The Aztec Empire of 1519 was the most powerful Mesoamerican kingdom of all time. The multi-ethnic, multi-lingual realm stretched for more than 80,000 square miles through many parts of what is now central and southern Mexico. This enormous empire reached from the Pacific Ocean to the Gulf coast and from central Mexico to the present-day Republic of Guatemala. Fifteen million people, living in thirty-eight provinces and residing in 489 communities, paid tribute to the Emperor Moctezuma II in Tenochtitlán, the capital city of the great empire.
The Mexica (pronounced "me-shee-ka") Indians, the dominant ethnic group ruling over the Aztec Empire from their capital city at Tenochtitlán in the Valley of Mexico, had very obscure and humble roots that made their rise to power even more remarkable.
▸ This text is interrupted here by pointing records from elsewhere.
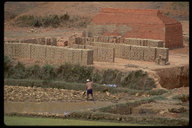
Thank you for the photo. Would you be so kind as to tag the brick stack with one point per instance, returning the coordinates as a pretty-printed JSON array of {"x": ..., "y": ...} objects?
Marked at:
[
  {"x": 163, "y": 52},
  {"x": 106, "y": 54},
  {"x": 126, "y": 51}
]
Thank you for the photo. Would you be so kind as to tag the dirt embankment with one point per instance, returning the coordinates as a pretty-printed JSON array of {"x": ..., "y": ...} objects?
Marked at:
[
  {"x": 38, "y": 94},
  {"x": 174, "y": 77}
]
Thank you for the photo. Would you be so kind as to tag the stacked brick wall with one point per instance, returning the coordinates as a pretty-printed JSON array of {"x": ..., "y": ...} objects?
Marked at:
[
  {"x": 49, "y": 53},
  {"x": 173, "y": 36},
  {"x": 133, "y": 23},
  {"x": 100, "y": 52},
  {"x": 134, "y": 52}
]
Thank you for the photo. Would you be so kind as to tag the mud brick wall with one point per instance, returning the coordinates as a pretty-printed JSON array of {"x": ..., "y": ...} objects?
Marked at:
[
  {"x": 58, "y": 54},
  {"x": 164, "y": 52},
  {"x": 87, "y": 57},
  {"x": 155, "y": 43},
  {"x": 149, "y": 54},
  {"x": 32, "y": 41},
  {"x": 16, "y": 50},
  {"x": 50, "y": 41},
  {"x": 25, "y": 50},
  {"x": 125, "y": 51},
  {"x": 137, "y": 53},
  {"x": 11, "y": 41},
  {"x": 95, "y": 51},
  {"x": 50, "y": 54},
  {"x": 173, "y": 36},
  {"x": 38, "y": 52},
  {"x": 8, "y": 49}
]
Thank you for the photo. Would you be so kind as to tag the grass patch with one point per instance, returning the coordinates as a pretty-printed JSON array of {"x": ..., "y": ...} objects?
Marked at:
[
  {"x": 134, "y": 81},
  {"x": 37, "y": 121}
]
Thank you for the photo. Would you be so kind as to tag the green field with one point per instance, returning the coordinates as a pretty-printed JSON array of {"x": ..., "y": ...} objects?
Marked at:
[{"x": 38, "y": 121}]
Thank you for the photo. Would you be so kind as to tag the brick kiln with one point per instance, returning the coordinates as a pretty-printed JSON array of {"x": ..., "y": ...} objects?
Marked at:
[{"x": 134, "y": 23}]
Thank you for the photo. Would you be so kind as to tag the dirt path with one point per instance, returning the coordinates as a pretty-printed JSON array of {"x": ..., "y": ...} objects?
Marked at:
[{"x": 52, "y": 107}]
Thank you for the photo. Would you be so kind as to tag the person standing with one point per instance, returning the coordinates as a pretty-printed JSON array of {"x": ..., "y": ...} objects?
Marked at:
[{"x": 89, "y": 90}]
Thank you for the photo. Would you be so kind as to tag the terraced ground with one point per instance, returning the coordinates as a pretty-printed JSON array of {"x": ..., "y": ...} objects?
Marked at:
[{"x": 171, "y": 107}]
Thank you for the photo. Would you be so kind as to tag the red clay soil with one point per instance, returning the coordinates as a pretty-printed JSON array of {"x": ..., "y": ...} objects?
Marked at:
[{"x": 148, "y": 24}]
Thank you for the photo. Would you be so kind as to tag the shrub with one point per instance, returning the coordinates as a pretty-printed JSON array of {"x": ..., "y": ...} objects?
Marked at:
[
  {"x": 18, "y": 71},
  {"x": 182, "y": 97},
  {"x": 51, "y": 20},
  {"x": 48, "y": 72}
]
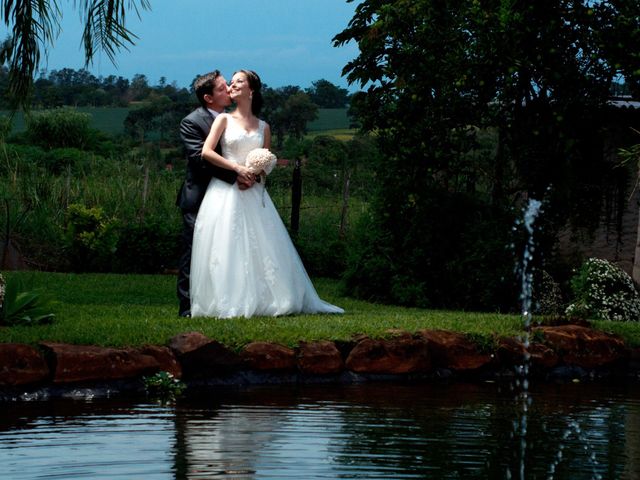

The Valley of Mexico, which became the heartland of the Aztec civilization, is a large internally-drained basin which is surrounded by volcanic mountains, some of which reach more than 3,000 meters in elevation.
My understanding of the Mexica Indians and the Aztec Empire has been greatly augmented by the works of the anthropologist Professor Michael E. Smith of the University of New York. Professor Smith has written several books about the central Mexican Indians, including The Aztecs and Aztec Imperial Strategies, which I have used as primary sources for this article.